Home Plate Replacement and Reconstruction
The home plate area experiences very high traffic. An improperly maintained home plate area results in bad ball hops and injuries. Because of the abuse caused by such high traffic, this area must be properly prepared. If home plate is worn, now may be the best time to replace it. The home plate area is a circle with a 26-foot diameter. The batter's box and catcher’s box should be completely level with home plate. Turface® Mound Clay® and MoundMaster® Blocks should be used in the batter's box and catche's box.
Recommended Equipment and Materials
The following steps are similar to those in replacing the pitching rubber.
- To start, take a long nail and place it in the ground at the apex of home plate. This will act as a reference guide when dropping the new plate into the existing foundation.
HINT: It is a good idea to stretch string from the 1st base and 3rd base lines past home plate. The two strings will intersect at the apex where you have placed your nail. If the walls collapse and the nail falls, you will have a back up mark where the strings cross.

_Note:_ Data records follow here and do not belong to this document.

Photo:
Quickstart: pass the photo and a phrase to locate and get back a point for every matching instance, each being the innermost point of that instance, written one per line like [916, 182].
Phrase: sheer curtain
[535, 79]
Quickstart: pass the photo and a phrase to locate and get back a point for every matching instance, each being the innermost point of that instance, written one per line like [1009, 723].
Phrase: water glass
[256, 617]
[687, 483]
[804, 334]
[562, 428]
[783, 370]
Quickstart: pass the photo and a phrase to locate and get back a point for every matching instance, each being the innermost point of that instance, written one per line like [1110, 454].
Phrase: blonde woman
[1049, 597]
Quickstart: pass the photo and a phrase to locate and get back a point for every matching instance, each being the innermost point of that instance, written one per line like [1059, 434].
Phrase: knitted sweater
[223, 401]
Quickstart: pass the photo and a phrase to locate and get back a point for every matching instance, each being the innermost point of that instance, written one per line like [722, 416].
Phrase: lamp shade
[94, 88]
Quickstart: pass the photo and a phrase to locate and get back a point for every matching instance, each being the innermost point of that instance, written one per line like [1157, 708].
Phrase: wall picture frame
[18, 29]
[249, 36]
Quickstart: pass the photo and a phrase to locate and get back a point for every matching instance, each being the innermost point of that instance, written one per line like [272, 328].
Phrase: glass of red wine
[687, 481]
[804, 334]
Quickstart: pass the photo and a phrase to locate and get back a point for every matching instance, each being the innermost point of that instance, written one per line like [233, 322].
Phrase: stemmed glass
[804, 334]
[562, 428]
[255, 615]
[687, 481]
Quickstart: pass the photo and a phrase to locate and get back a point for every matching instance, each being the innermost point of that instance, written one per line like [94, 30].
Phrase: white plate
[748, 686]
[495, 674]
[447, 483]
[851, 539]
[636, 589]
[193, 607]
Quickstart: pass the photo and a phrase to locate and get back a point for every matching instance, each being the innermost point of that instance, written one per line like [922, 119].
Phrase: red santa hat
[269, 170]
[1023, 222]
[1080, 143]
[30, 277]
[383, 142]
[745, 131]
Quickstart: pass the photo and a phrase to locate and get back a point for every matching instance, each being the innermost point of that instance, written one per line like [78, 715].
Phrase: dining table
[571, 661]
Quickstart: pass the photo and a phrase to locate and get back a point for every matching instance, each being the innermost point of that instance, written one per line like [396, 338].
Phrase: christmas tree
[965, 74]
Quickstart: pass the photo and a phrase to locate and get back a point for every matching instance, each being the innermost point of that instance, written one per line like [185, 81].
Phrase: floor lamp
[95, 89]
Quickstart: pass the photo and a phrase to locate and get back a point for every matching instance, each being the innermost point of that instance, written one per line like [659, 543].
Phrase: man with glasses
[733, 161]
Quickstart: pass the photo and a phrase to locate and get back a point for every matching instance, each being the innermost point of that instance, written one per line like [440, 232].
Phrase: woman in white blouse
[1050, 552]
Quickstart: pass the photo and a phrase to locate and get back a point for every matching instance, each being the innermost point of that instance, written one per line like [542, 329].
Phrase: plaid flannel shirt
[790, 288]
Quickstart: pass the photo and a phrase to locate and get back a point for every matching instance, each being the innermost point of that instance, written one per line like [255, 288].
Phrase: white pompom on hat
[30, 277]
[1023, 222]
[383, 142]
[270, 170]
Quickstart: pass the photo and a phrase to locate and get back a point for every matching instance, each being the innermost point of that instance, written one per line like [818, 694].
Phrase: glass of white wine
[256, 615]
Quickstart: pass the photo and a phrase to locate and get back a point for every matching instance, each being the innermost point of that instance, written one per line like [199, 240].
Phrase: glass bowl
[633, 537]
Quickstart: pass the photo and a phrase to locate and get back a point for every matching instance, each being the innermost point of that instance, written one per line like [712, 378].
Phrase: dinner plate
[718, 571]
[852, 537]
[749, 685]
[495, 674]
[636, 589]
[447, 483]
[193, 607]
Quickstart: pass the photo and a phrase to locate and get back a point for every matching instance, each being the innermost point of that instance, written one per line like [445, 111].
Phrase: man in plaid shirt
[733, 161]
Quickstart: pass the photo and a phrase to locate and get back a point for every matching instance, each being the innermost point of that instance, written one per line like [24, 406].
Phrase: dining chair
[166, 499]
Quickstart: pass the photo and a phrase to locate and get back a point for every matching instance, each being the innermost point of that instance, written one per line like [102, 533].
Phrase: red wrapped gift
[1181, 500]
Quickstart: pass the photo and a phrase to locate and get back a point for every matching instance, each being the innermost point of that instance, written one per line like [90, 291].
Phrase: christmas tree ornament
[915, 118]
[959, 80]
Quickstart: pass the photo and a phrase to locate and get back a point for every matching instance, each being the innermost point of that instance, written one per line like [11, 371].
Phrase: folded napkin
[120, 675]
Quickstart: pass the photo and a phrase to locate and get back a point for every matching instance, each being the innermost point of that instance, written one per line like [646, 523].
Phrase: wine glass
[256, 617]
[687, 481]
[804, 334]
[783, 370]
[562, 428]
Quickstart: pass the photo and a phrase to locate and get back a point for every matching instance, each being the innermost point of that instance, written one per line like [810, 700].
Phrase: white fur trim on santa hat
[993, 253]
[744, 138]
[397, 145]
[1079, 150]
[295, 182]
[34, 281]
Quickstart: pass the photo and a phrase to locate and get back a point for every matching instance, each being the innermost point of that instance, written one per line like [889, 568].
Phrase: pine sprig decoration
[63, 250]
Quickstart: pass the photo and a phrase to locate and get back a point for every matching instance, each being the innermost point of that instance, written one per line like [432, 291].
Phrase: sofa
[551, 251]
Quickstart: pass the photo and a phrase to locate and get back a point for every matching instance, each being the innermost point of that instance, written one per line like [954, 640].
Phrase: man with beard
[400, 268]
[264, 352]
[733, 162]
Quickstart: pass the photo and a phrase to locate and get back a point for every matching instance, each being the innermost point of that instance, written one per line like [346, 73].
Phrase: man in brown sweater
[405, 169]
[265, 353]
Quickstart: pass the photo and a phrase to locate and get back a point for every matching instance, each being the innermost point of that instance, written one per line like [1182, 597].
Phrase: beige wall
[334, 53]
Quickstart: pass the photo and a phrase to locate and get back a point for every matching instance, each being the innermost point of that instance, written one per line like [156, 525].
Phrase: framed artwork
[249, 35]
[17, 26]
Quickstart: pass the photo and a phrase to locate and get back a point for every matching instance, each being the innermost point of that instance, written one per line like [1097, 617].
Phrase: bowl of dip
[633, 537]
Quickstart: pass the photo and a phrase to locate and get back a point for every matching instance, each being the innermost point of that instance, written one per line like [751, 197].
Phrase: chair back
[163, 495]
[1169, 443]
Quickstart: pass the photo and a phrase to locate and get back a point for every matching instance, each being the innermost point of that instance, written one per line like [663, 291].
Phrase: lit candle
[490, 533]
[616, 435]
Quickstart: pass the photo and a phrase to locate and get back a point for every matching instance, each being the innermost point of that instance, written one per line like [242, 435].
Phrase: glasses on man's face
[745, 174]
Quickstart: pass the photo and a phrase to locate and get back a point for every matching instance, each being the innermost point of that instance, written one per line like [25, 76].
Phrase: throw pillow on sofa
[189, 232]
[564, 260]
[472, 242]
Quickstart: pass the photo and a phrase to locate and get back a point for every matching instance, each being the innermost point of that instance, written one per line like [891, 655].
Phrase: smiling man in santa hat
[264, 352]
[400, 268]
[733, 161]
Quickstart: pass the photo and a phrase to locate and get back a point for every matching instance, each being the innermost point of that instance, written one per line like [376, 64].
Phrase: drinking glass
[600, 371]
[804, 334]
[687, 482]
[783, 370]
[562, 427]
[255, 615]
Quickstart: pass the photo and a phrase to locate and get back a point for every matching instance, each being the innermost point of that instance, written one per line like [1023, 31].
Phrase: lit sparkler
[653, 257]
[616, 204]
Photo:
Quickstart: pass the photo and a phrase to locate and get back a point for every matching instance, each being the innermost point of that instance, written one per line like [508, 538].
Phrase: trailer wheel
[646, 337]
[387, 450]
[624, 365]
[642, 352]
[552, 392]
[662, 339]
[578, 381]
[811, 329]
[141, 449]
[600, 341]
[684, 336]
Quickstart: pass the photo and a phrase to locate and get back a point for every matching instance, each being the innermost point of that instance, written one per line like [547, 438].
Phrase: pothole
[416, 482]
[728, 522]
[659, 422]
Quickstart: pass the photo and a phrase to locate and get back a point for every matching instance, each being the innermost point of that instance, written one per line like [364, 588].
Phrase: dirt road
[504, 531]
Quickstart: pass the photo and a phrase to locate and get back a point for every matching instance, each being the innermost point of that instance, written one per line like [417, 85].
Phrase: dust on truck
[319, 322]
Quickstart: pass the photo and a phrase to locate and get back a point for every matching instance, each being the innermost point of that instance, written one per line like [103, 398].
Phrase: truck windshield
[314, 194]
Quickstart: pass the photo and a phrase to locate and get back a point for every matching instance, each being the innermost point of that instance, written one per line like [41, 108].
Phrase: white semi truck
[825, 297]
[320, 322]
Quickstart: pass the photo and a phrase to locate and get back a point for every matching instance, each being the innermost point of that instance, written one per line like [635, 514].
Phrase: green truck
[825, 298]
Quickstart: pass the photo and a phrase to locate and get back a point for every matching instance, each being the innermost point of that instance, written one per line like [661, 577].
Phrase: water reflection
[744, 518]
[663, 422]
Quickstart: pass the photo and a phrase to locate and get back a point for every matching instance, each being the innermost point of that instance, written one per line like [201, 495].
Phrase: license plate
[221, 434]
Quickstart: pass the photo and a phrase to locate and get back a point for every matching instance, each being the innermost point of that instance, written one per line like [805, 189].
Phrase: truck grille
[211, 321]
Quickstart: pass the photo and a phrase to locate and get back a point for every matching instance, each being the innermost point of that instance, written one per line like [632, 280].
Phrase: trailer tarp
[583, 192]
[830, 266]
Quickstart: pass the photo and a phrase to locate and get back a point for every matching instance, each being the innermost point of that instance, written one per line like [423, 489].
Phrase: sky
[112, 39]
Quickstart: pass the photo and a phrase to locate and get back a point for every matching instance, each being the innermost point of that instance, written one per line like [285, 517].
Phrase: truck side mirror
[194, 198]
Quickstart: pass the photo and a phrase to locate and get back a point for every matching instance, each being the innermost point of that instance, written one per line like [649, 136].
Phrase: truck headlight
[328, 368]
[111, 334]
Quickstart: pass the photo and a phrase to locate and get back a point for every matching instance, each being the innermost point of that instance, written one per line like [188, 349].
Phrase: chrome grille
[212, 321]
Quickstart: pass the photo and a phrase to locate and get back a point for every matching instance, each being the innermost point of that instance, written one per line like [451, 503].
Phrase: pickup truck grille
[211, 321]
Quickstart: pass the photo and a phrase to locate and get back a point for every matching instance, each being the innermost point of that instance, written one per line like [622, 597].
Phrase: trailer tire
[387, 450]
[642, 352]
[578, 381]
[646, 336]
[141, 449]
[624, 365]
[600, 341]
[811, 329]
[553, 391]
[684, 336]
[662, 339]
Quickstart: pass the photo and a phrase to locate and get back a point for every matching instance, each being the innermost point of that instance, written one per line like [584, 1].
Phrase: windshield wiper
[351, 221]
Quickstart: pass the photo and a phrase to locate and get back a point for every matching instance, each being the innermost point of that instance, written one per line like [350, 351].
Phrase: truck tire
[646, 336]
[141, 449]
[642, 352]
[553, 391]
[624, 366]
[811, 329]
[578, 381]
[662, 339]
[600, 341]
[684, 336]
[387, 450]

- With a pick dig out in front of the plate, exposing the entire front base of the plate.
- Dig out one side of the plate in a similar manner.
- A person should support the back edges by standing with their feet apart at the apex of home plate (see diagram below); slowly and carefully pry out the plate from the front. This should leave three supporting walls in tact. Remove feet so you don’t collapse walls.
- Once the plate is removed, eliminate any excess material in or surrounding the hole.
- Take some packing clay and spread and level it in the base of the foundation.
- Place new home plate into existing foundation.
- For proper accuracy, use a carpenter’s level and tamp to level the plate from front to back and side to side.
- Once the plate is leveled, fill all voids surrounding the plate with prepared packing clay.
- Lightly tamp the new material so it will firm up and bond with the existing soil.
- Make sure the batter's box and the catcher's box are built up to where they are perfectly level with the top of the plate. If home plate is elevated, even by the slightest amount, it can be a safety hazard. Leveling can be accomplished by adding clay, smoothing with the ten foot 2" x 4" placed on top of home plate and then lightly tamping.
ONLY THE WHITE LEVEL PORTION OF THE PLATE SHOULD BE VISIBLE. THE BLACK SLOPING SIDES SHOULD BE COVERED WITH DIRT.
HINT: Many times a home plate is anchored with a cement anchor or a wooden base. This provides added security from home plate movement and makes replacement easier. Consult a base company for ways to accomplish this.